Spooky Soundlessness

The Eerie Silence by Paul Davies (2010) is a popular science book which “explores the possibilities of intelligent extraterrestrial life, and its potential consequences” (Wikipedia).

The reading we were provided included the end of Chapter 6 “Evidence for a Galactic Diaspora” and the beginning of Chapter 7 “Alien Magic”.

At the end of chapter 6, Davies focuses on how ETI may be responsible for the lack of certain high-energy objects that have been predicted by theoretical physicists but have remained elusive. Most grand unified theories (models where the electromagnetic, strong and weak forces can merge at extremely high temperatures) require a magnetic monopole.

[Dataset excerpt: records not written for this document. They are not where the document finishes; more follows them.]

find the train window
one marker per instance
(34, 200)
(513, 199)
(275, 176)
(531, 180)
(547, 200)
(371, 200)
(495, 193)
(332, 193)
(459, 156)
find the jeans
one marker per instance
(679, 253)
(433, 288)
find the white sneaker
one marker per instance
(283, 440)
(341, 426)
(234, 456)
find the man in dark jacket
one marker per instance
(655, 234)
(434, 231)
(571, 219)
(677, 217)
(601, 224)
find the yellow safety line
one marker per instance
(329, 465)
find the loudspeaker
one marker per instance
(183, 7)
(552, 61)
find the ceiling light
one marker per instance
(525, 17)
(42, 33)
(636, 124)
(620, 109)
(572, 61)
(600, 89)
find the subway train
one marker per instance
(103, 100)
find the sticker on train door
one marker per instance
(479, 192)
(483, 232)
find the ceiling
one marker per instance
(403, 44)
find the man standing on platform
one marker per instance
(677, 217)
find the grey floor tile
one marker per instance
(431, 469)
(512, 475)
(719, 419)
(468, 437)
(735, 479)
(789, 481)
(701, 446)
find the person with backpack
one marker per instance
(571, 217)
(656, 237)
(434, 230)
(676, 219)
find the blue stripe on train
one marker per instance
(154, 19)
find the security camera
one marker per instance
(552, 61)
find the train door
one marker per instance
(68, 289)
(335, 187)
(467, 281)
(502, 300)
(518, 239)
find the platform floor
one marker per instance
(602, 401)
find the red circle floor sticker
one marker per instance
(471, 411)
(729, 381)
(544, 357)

These particles would have extremely high mass energies, so maybe ETI is scooping all of them up and annihilating them whenever it needs more energy. Don’t know what to do with that possibility, but I guess it could be true.

At the beginning of chapter 7, Davies talks about alien technology. It is possible that alien technology will be just that, alien. We may not be able to distinguish what it does or even that it is technology at all. Becuase of this, Davies wants technology to be known as “nature-plus”. Technology does now break the laws of nature, it simply arranges pieces of it together in a way to harness these laws to do a useful function (like break rocks, or in the case of art, inspire/express emotion). He suggests that we should avoid our own human biases in trying to think of what ETI may want/is capable of. That being said, the known laws of physics should be used as a basis, because without them, there is only speculation as to what ETI can do, which would be both endless and pointless.

That is a good point to keep in mind I think. It is hard to work in a field where you have only a limited idea of the capabilities and desires of what you are searching for (there might be a connection here to USA/USSR trying to figure each other out during the cold war, but even then they had a lot more information on each other than we have on ETI), but it is still important to not lose sight of reality. We may not like that we only know what we know now, but we just have to live with it and do the best we can. That’s all we can (and should) do.